Percebe-se a decadência em tudo no excesso de oferta de casas e de negócios à venda. Há algo que parece um exagero, como acentua um trabalhador da Praia de Leste: ‘‘De cada três casas ou três armazéns e petiscarias dois, nada menos de dois, estão à venda.’’
Ninguém ousa explorar a entressafra turística: a cabeça do empresariado não assimila o exemplo próximo de Santa Catarina, onde se costuma cobrar meia diária ou meio aluguel na baixa temporada. Essa regra é seguida no Litoral ou na zona serrana em hotéis, pousadas, estâncias ou restaurantes do vizinho Estado.
Aqui, o melhor hotel de Guaratuba, pertencente a um empresário, tido por todos os títulos como progressista, Joel Malucelli, fecha nessa época do ano. Ninguém se movimenta com maior aplicação e seriedade para fazer da frequência ao Litoral um hábito.
Da Costa Leste, dos diagramas coloridos de Lerner e que nunca saíram do estágio de computação gráfica ou das pranchas para a realidade, chegamos à constatação de que ela se transforma em Costa Peste como se um mal terrível a houvesse atingido e sem esperança de recuperação.
BIZARRICE
Se não baixou a estatística de roubo de automóveis, depois que a CPI do Narcotráfico passou por aqui, é porque o governo não tem jeito, não funciona mesmo
AXIOMA Já que a Justiça está cobrando de Lerner os comprovantes de gastos com propaganda, pergunta-se qual a utilidade operacional do Tribunal de Contas, que não viu sequer o dado elementar, formal, da exigência do empenho, inexistente em boa parte das operações. Casa de Maria Joana dá nisso.
GLOSA Como os norte-americanos já estão adotando o ‘‘Ligeirinho’’ e as outras soluções do transporte curitibano como os biarticulados, pelo menos conforme a propaganda oficial, não espantará se decidirem copiar as Vilas Rurais, desde, é claro, que importem bóias-frias.
EPIGRAMA E o Brasil afirma que não temos inflação, mas os salários estão sob arrocho há seis anos e só o transporte coletivo, do Plano Real para cá, apenas em Curitiba, subiu nada menos de 212%, segundo o Dieese.

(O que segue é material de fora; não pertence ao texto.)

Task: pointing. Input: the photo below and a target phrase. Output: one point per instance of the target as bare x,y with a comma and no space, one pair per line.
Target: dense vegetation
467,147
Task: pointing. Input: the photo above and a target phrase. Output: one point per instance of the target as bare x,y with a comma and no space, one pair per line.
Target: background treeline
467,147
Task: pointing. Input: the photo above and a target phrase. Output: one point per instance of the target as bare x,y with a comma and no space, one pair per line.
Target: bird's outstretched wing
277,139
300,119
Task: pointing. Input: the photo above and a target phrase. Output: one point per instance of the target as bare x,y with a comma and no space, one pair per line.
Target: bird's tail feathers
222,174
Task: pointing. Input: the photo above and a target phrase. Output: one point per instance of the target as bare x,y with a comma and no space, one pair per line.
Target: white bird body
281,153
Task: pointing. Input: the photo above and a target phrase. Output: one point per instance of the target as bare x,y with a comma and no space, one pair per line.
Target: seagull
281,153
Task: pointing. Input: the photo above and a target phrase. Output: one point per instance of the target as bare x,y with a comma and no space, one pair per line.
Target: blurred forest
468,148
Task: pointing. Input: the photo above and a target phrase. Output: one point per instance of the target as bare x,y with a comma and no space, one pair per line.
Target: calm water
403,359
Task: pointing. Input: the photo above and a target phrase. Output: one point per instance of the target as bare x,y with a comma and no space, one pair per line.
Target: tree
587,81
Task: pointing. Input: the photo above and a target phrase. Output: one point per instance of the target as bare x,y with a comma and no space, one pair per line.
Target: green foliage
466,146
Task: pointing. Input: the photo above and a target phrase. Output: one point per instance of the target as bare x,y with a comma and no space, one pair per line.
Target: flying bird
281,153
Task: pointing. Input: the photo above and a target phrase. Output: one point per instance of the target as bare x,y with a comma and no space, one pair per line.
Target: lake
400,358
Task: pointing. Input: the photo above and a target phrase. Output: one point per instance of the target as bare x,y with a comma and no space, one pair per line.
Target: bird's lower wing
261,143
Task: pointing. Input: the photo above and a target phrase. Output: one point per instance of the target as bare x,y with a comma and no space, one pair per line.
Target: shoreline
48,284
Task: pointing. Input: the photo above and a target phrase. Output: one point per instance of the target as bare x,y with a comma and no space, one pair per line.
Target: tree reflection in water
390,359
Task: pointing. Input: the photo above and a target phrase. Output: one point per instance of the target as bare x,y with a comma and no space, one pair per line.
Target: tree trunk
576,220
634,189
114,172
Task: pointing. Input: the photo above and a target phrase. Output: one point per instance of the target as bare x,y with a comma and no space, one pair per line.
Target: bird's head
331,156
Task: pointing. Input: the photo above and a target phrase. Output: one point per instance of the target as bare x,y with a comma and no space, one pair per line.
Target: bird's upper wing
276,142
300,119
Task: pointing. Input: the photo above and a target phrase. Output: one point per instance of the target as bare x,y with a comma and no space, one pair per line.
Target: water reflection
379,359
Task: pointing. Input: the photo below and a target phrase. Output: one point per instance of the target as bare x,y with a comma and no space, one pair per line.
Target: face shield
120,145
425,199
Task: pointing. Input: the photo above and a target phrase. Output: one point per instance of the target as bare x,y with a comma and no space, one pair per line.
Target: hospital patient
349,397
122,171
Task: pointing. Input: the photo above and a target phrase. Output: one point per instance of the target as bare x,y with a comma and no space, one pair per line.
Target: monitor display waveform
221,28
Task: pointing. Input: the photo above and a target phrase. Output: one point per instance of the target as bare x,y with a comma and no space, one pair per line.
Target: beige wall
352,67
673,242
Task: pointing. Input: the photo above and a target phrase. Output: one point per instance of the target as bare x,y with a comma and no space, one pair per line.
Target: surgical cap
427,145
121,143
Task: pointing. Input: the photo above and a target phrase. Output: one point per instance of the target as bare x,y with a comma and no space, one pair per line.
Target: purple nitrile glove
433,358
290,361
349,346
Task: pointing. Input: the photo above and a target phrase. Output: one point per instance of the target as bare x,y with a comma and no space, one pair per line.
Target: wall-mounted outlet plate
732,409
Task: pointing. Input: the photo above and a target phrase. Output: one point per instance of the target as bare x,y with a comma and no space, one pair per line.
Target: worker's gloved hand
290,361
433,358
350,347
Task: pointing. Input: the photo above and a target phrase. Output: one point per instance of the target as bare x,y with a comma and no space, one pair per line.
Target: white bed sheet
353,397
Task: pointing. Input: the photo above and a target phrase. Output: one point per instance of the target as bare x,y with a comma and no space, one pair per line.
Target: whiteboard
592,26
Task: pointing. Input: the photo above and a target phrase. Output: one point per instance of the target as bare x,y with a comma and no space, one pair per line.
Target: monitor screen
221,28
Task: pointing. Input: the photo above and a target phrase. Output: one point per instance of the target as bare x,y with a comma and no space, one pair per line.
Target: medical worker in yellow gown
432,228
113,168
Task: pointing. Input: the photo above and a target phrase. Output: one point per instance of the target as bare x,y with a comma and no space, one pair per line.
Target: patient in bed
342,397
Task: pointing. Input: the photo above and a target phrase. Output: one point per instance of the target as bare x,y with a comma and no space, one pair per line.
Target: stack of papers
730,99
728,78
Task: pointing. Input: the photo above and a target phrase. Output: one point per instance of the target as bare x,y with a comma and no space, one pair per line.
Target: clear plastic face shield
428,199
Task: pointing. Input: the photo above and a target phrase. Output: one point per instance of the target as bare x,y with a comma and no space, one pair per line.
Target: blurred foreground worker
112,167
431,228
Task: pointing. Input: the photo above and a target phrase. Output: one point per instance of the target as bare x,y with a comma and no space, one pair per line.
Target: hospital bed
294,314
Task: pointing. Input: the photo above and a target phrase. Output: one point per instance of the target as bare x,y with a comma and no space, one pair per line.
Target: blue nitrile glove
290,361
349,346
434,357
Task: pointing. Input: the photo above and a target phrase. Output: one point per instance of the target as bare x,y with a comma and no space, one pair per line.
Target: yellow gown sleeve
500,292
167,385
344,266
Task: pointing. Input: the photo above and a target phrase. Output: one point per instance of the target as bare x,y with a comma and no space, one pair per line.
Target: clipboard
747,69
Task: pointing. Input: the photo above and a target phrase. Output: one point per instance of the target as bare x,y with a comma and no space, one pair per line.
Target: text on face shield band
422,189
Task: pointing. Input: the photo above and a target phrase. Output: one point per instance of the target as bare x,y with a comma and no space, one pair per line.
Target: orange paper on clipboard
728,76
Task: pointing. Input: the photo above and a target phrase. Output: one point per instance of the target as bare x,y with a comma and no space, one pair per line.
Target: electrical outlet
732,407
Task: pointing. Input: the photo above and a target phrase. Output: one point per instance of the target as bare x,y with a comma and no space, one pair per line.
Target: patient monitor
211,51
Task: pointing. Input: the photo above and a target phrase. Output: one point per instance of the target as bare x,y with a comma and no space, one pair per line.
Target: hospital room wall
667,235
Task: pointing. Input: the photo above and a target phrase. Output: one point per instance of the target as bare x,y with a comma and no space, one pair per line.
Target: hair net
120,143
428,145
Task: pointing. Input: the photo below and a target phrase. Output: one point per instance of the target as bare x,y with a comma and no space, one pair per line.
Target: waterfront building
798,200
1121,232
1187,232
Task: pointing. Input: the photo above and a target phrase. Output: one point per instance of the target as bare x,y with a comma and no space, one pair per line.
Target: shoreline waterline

SPRAY Algas da Barragem do Capivari foram combatidas e eliminadas, depois de provocarem um estrago considerável por terem atingido as turbinas daquela hidrelétrica. - Pela qualidade da água, embora o governo não tenha tomado a providência de criar o Parque do Capivari, proposta do médico e naturalista Edwino Tempski (tempo em que o sacerdócio ambiental era idealístico) a reserva é apontada como solução futura para o colapso do abastecimento em Curitiba e Região Metropolitana. - A bacia de acumulação do Capivari teve a cautela quase radical de remover vegetais, o que não impediu o surgimento das algas. - Na época fizemos nesta Folha uma ironia com o presidente da Eletrocap, subsidiária da Copel, engenheiro Iran Lamas, e que colocava o rigor do cronograma acima de qualquer veleidade ambientalista, sugerindo que ao lado dos megawats havia tantos milhões de lambaris. Discutíamos o equilíbrio do meio e também o fato de apesar de boa parte das obras se sediarem no Litoral haver um escasso aproveitamento dos trabalhadores da região.
FOLCLORE O presidente da Copel e secretário da Fazenda, Ingo Hubert, passava pela Rua Ébano Pereira quando foi alvo de uma brincadeira curitibana: a de ‘‘quebrar’’ os transeuntes, chamando-o pelas sílabas finais, obrigando-os a se voltarem para atender ao apelo. Justificativa de um dos manifestantes: ‘‘quebrá-los’’ no folguedo é nada, perto da quebra real do Paraná que está sendo promovida com método.
CROMO Se não se oferece uma pedra a quem nos pede uma rosa também não podemos ver na troca de colibris por morcegos algum tipo de oferenda.
AFORÍSTICO E quando o governo despertar do sonambulismo certamente estaremos mais próximos de uma realidade inaceitável.
- O conteúdo desta coluna não reflete necessariamente a opinião do jornal.